Closed jakoaltrd closed 2 years ago

jakoaltrd commented 2 years ago

I successfully built mitsuba2 with the gpu_autodiffspectral variants: "enabled": [

The "scalar_rgb" variant must be included at the moment.

    "scalar_rgb",
    "scalar_spectral",
    "gpu_autodiff_spectral",
    "gpu_autodiff_rgb"
],_

and run it with the command: _mitsuba -m gpu_autodiff_spectral cbox.xml -o autodiff.jpeg_then get the error: Caught a critical exception: cuda_malloc(): out of memory! cuda_shutdown() then I change the film width to a small integer 300 integer name="width" value="300" integer name="height" value="300" it works well, so how to solve this issue , specifications: win10, cmake, python3.8 cuda11.4 rtx3070 vs2019 optix7.1

捕获

there are 8 gigabytes VRAM available, so gpu memory should not be the bottleneck.

merlinND commented 2 years ago

Hi @jakoaltrd,

Please have a look at previous issues related to this problem: https://github.com/mitsuba-renderer/mitsuba2/issues?q=is%3Aissue+out+of+memory

The solution is to render with fewer samples per pixel, lower resolution, or to use smaller value of samples_per_pass (it can be added to the integrator's properties in the XML scene file).

The upcoming version of Mitsuba will allow rendering with a much smaller GPU memory footprint.

MarisaKirisame commented 2 years ago

Hi, I work on memory saving for autodiff, in particular gradient checkpointing. Are you interested in hearing more about how it work?
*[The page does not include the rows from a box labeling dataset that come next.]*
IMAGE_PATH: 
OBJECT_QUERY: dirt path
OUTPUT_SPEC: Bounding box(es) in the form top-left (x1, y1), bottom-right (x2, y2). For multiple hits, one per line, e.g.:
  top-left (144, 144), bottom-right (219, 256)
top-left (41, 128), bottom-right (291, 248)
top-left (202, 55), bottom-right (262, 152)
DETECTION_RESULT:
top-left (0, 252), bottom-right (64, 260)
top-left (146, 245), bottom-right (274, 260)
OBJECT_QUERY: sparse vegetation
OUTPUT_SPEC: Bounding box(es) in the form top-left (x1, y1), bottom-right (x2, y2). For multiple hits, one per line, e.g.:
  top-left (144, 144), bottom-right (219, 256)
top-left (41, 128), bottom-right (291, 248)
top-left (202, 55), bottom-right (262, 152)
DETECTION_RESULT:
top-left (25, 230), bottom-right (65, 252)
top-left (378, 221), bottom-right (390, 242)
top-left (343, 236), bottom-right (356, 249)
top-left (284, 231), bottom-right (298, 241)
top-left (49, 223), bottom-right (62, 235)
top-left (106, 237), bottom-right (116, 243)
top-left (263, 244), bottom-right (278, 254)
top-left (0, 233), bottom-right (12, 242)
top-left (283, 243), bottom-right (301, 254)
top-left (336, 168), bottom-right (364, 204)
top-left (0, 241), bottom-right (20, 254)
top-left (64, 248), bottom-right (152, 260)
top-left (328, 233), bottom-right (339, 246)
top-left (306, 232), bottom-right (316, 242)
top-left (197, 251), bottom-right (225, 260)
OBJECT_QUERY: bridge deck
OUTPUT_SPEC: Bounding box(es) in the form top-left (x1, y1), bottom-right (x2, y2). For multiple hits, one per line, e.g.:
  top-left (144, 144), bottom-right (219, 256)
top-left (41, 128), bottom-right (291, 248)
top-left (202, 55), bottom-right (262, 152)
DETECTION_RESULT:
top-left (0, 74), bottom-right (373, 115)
I could give a talk on my work, dynamic tensor rematerialization, if you are interested about it.

merlinND commented 2 years ago

Hi @MarisaKirisame,

In the context of differentiable rendering, we were able to modify the algorithm so that it inherently uses less memory (Radiative Backpropagation) and relies on AD only very locally, which means that we don't have to create large graphs.

That being said it's always interesting to read about other techniques, would you have a paper or writeup available on that topic?

MarisaKirisame commented 2 years ago

Yes. marisa.moe/dtr.html is the project's blog post, and https://arxiv.org/abs/2006.09616 is the paper. I skimmed the paper. It seems like there are connection to the age old AD technique - adjoint of calling a solver (e.g. ODE solver, linear solver, or even just a fixpoint function) amount to calling that solver on adjointed equation. In such a case there's indeed little need for checkpointing.